Após essa explicação, há alguma surpresa ao ver que mais um país esquerdista se tornou uma ditadura formal? Não, não há. Há apenas a constatação de que o esquerdismo tem mais um case de sucesso.

Quando os burocratas conseguem se aproveitar do welfare state na Escandinávia, consumindo 60% da renda dos cidadãos que realmente trabalham (aliás, o sucesso desses países surgiu nos tempos em que eram capitalistas, portanto méritos escandinavos ocorrem apesar do esquerdismo atual, e não por causa dele), temos um case de sucesso do esquerdismo. Quando Barack Obama consegue usar a Receita Federal para investigar seus adversários, e iniciar um programa de espionagem contra eles, novamente, temos um outro case de sucesso. Notaram que a surpresa desaparece?

Porém, os maiores cases de sucesso da esquerda estão nos governos genocidas da Rússia, Alemanha Nazista, Cambodja e China, onde os esquerdistas beneficiários conseguiram concentrar tanto poder estatal em mãos, controlando a mídia, que em situações de crise puderam usar o estado para esmagar os adversários políticos de seu país.

Hoje em dia, a América do Sul traz cases de sucesso muito potentes, em que, pela via gramsciana, é melhor controlar a cultura primeiro (a hegemonia), para conseguir a tomada do poder de forma totalitária. A ditadura é implementada sem o uso de tanta violência como na Rússia e no Cambodja e tudo aparece mais “bonitinho” para a mídia estrangeira. Foi assim que a esquerda implementou ditaduras recentemente na Venezuela, Argentina e agora no Equador. E caminha, a passos largos, para tentar o mesmo no Brasil.

Agora ninguém mais tem o direito de ficar surpreso com o que ocorreu no Equador.

Anúncios

3 COMMENTS

  1. “Hoje em dia, a América do Sul traz cases de sucesso muito potentes, em que, pela via gramsciana, é melhor controlar a cultura primeiro (a hegemonia), para conseguir a tomada do poder de forma totalitária. A ditadura é implementada sem o uso de tanta violência como na Rússia e no Cambodja e tudo aparece mais “bonitinho” para a mídia estrangeira. Foi assim que a esquerda implementou ditaduras recentemente na Venezuela, Argentina e agora no Equador. E caminha, a passos largos, para tentar o mesmo no Brasil.”

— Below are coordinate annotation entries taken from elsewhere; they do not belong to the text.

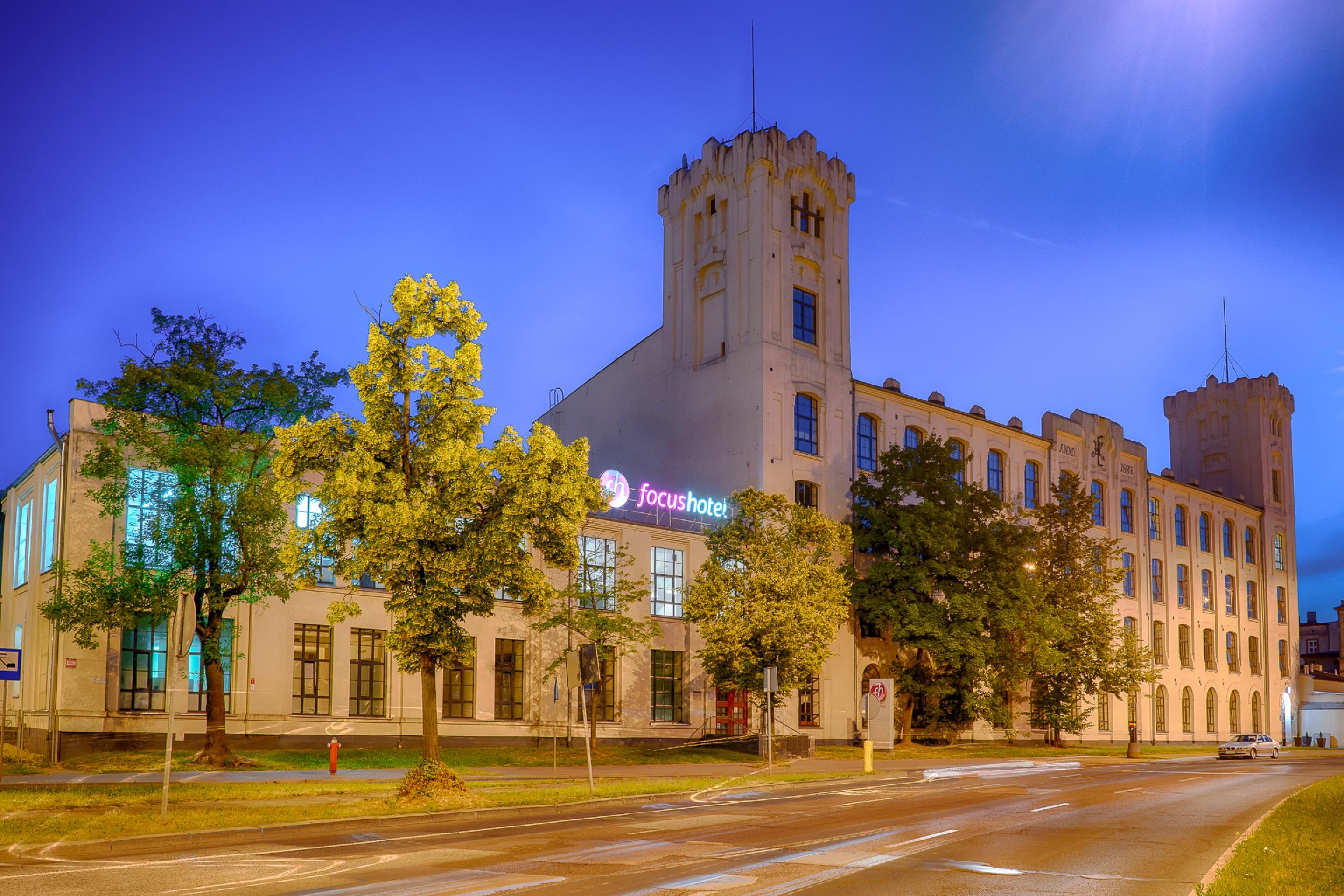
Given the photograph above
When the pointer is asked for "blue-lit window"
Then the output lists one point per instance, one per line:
(1030, 488)
(805, 424)
(804, 316)
(868, 444)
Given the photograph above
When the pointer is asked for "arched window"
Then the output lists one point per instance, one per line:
(868, 442)
(959, 453)
(804, 424)
(995, 473)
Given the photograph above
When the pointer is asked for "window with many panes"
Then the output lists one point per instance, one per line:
(810, 703)
(367, 672)
(805, 424)
(667, 671)
(868, 444)
(597, 573)
(509, 679)
(312, 687)
(144, 665)
(667, 581)
(804, 316)
(460, 686)
(196, 686)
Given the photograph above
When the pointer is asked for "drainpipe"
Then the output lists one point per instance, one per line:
(53, 715)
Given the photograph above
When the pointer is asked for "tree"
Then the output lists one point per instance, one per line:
(772, 593)
(413, 497)
(189, 437)
(941, 563)
(1089, 652)
(595, 609)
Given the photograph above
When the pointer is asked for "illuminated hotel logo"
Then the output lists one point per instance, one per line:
(650, 497)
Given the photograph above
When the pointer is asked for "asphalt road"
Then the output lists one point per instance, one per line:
(1151, 828)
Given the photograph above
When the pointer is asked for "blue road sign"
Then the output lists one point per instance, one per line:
(11, 661)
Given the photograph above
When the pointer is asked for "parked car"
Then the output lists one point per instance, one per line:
(1249, 746)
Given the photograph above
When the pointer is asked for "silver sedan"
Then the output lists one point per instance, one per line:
(1249, 747)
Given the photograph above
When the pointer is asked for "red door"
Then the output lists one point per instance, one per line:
(732, 713)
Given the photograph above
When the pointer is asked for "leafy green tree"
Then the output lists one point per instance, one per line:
(943, 565)
(413, 497)
(189, 434)
(1088, 651)
(595, 608)
(772, 593)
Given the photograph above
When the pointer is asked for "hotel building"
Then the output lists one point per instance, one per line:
(746, 383)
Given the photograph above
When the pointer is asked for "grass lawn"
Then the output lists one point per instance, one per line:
(65, 813)
(1002, 750)
(1299, 849)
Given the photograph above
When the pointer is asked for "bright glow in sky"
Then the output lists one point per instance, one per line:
(1053, 198)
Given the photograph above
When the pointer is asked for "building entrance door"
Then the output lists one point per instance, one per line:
(732, 713)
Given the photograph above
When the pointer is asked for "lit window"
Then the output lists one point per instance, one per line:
(804, 316)
(995, 473)
(804, 424)
(868, 444)
(1030, 477)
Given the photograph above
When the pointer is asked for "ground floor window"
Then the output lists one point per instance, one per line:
(144, 664)
(312, 690)
(367, 672)
(667, 672)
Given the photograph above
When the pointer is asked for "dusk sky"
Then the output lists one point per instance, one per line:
(1054, 198)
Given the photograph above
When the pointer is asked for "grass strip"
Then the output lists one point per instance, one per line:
(1297, 849)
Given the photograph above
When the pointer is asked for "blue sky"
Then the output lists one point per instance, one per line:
(1053, 198)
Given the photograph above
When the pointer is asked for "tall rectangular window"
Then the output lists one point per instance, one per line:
(597, 573)
(667, 581)
(810, 703)
(804, 316)
(868, 444)
(22, 525)
(666, 675)
(49, 527)
(196, 686)
(509, 679)
(312, 687)
(150, 495)
(144, 665)
(367, 672)
(804, 424)
(460, 687)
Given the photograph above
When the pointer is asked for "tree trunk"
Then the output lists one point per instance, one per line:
(429, 710)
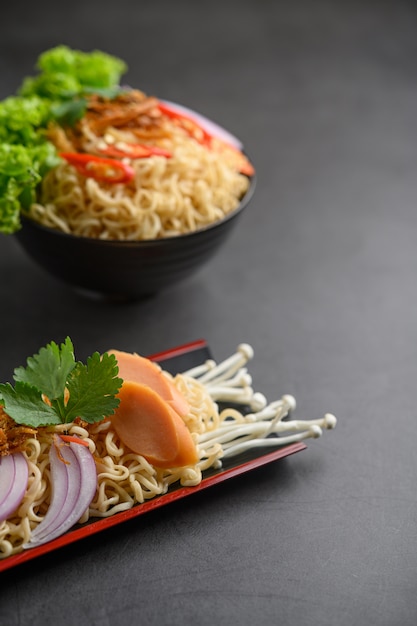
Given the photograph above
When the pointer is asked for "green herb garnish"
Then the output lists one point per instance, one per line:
(58, 93)
(54, 388)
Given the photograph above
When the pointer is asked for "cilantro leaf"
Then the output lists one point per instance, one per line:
(25, 405)
(92, 389)
(49, 369)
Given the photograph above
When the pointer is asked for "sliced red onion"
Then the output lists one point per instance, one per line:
(14, 473)
(211, 127)
(73, 486)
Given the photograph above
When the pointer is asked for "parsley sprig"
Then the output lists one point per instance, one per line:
(54, 388)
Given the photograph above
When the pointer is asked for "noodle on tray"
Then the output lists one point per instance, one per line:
(126, 479)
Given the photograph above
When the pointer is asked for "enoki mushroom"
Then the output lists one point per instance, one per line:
(252, 422)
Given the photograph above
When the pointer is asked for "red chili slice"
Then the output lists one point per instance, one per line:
(188, 123)
(99, 168)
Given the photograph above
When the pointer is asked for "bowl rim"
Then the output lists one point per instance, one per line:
(25, 219)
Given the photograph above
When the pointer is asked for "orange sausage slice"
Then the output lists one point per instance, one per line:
(136, 368)
(149, 426)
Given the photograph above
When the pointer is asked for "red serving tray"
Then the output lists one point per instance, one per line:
(175, 360)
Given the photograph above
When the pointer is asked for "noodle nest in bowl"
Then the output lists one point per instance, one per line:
(194, 188)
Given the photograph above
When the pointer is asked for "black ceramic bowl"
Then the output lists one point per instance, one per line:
(125, 270)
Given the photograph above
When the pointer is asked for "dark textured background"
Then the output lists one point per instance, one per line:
(320, 277)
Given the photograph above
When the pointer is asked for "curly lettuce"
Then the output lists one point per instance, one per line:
(56, 95)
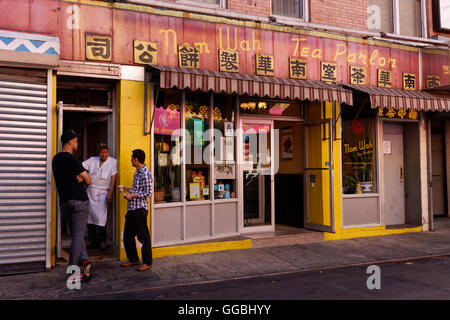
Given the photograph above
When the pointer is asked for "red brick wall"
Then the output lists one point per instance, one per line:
(431, 31)
(343, 13)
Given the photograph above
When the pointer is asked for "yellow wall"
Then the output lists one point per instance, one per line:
(130, 136)
(54, 145)
(294, 166)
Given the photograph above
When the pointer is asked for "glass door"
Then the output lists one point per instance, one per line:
(257, 176)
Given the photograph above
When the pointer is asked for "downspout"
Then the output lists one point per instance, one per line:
(146, 102)
(430, 177)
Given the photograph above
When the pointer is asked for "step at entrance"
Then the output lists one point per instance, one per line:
(284, 237)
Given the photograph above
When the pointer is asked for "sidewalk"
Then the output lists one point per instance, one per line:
(109, 276)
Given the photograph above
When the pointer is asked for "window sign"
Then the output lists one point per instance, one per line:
(228, 61)
(98, 47)
(328, 71)
(297, 68)
(145, 52)
(188, 57)
(358, 75)
(433, 81)
(166, 121)
(358, 151)
(198, 132)
(384, 78)
(409, 81)
(264, 65)
(398, 113)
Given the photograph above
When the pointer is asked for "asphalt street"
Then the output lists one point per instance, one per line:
(424, 279)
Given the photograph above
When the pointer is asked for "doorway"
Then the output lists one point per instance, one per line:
(257, 175)
(439, 178)
(289, 189)
(87, 107)
(401, 158)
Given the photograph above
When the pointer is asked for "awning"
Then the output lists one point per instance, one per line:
(405, 99)
(241, 84)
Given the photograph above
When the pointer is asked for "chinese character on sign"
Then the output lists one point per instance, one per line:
(228, 61)
(188, 57)
(145, 52)
(391, 113)
(357, 75)
(433, 81)
(413, 114)
(328, 71)
(401, 113)
(98, 47)
(264, 65)
(297, 68)
(409, 81)
(385, 78)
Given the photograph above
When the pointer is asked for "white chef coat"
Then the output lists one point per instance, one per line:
(98, 190)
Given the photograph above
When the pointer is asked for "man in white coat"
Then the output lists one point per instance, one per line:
(102, 169)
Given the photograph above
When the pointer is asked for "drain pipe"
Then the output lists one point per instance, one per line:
(430, 177)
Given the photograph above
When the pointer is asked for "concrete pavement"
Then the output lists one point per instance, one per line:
(109, 276)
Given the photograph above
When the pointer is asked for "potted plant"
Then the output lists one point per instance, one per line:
(174, 176)
(350, 184)
(160, 181)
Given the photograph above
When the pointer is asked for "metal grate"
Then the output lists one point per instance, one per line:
(23, 174)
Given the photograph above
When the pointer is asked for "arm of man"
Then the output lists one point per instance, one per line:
(111, 188)
(86, 178)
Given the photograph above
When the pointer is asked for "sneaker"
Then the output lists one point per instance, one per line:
(144, 267)
(86, 270)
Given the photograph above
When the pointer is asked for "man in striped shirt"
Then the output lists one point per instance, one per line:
(136, 217)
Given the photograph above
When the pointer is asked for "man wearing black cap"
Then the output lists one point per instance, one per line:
(71, 180)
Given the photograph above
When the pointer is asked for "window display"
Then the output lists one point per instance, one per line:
(167, 149)
(270, 108)
(224, 149)
(202, 112)
(358, 150)
(197, 118)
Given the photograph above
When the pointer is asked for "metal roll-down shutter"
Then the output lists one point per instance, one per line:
(23, 174)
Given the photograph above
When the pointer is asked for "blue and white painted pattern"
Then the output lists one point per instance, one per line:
(23, 42)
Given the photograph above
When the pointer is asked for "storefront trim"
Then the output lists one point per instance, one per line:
(405, 99)
(242, 84)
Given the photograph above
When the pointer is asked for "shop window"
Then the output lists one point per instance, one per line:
(410, 20)
(271, 108)
(197, 119)
(208, 146)
(358, 150)
(167, 146)
(218, 3)
(288, 8)
(403, 17)
(224, 148)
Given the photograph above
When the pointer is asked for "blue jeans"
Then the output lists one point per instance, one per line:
(78, 213)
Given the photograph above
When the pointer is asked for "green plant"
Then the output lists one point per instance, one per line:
(159, 174)
(350, 183)
(174, 175)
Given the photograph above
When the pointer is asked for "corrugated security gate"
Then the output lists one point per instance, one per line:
(23, 170)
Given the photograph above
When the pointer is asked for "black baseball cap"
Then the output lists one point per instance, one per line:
(102, 146)
(68, 135)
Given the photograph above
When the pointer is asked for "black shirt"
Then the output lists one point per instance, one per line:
(66, 167)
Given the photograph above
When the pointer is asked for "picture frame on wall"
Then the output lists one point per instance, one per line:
(287, 144)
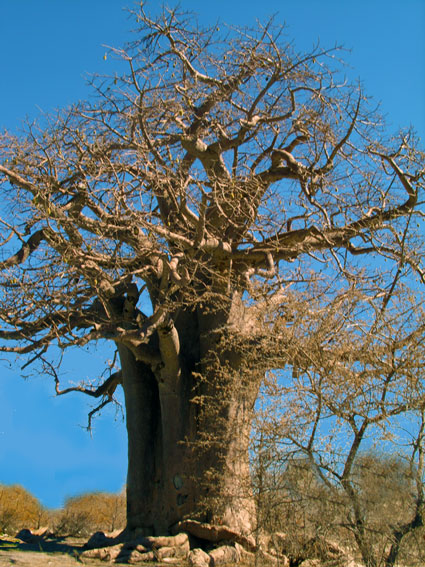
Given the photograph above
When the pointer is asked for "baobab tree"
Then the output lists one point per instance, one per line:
(172, 215)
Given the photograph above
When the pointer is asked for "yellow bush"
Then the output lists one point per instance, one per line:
(19, 509)
(99, 511)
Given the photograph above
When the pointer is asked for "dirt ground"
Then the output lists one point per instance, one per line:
(58, 552)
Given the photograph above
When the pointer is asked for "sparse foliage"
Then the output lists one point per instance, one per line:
(19, 509)
(190, 214)
(345, 436)
(88, 513)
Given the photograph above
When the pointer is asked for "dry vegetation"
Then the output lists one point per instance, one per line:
(81, 515)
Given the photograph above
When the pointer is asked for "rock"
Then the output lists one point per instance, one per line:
(109, 553)
(264, 558)
(156, 542)
(135, 557)
(247, 557)
(215, 533)
(311, 563)
(224, 554)
(179, 552)
(98, 539)
(25, 535)
(33, 536)
(199, 558)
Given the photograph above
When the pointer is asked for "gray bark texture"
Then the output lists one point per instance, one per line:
(188, 438)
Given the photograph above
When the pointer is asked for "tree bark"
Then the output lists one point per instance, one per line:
(188, 434)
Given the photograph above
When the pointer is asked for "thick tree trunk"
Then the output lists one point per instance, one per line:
(187, 440)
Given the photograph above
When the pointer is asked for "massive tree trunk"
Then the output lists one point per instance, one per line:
(188, 423)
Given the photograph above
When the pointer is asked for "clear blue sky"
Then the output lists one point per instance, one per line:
(46, 49)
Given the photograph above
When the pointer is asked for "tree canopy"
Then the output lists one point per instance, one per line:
(184, 210)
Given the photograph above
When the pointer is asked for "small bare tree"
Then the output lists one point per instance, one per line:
(172, 214)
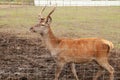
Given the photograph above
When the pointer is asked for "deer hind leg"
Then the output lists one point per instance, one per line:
(98, 74)
(59, 68)
(104, 63)
(74, 70)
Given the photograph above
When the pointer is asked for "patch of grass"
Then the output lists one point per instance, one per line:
(70, 22)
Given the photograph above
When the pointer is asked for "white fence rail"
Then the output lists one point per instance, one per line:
(76, 3)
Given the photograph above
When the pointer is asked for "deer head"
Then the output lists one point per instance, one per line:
(44, 23)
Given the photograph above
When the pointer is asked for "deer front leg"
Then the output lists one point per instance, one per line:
(74, 70)
(59, 68)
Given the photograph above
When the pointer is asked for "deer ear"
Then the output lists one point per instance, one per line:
(49, 20)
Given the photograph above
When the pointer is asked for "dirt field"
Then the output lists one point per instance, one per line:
(22, 58)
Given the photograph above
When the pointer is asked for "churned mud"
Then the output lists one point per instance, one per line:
(28, 59)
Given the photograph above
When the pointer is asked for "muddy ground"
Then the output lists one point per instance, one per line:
(28, 59)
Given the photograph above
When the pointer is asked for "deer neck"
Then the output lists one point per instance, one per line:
(50, 40)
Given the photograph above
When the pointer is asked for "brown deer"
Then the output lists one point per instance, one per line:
(65, 50)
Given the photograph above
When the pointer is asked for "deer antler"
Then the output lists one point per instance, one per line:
(49, 17)
(52, 11)
(40, 15)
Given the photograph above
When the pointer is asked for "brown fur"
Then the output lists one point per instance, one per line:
(81, 50)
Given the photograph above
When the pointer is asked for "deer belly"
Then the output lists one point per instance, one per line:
(78, 58)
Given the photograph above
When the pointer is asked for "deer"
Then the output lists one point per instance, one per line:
(68, 50)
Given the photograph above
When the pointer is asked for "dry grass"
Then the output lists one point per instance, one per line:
(67, 21)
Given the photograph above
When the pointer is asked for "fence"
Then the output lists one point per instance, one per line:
(76, 3)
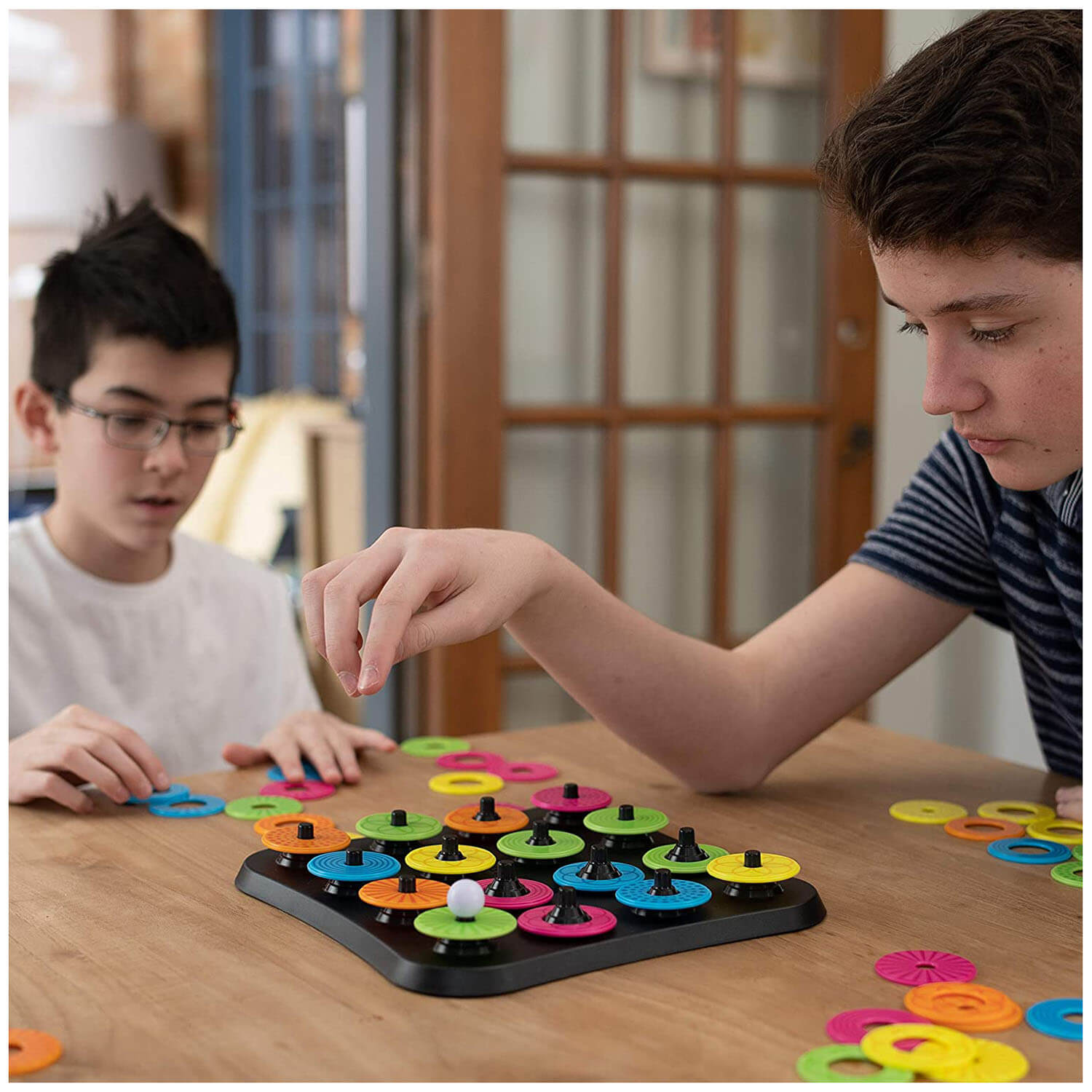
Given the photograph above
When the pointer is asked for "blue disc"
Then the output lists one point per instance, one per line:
(566, 876)
(309, 773)
(690, 895)
(1004, 849)
(210, 806)
(1050, 1018)
(373, 866)
(167, 796)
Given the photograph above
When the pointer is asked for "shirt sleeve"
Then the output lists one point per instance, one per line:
(937, 539)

    Será que chega no Chile também? Ao que parece, a Bachelet vai acabar sendo eleita por lá esse ano. Isso sem contar que li algumas semanas atrás, que ela receberá apoio do Partido Comunista de lá, que faz parte do Foro de São Paulo. Não sei, cada dia mais a América Latina está indo pro buraco e tem um punhado de gente que pensa se tratar de “progresso anti-imperialista”.

    • Marcio,

      Pode chegar a qualquer lugar. Quanto mais complexo o país, mais difícil. No Brasil, não a coisa não está tão fácil para o PT, mas me surpreendi com a rapidez com que implementaram a ditadura na Argentina.

      Lembremos que isso pode levar sociedades a colapso, e o sistema totalitário pode ruir no futuro também.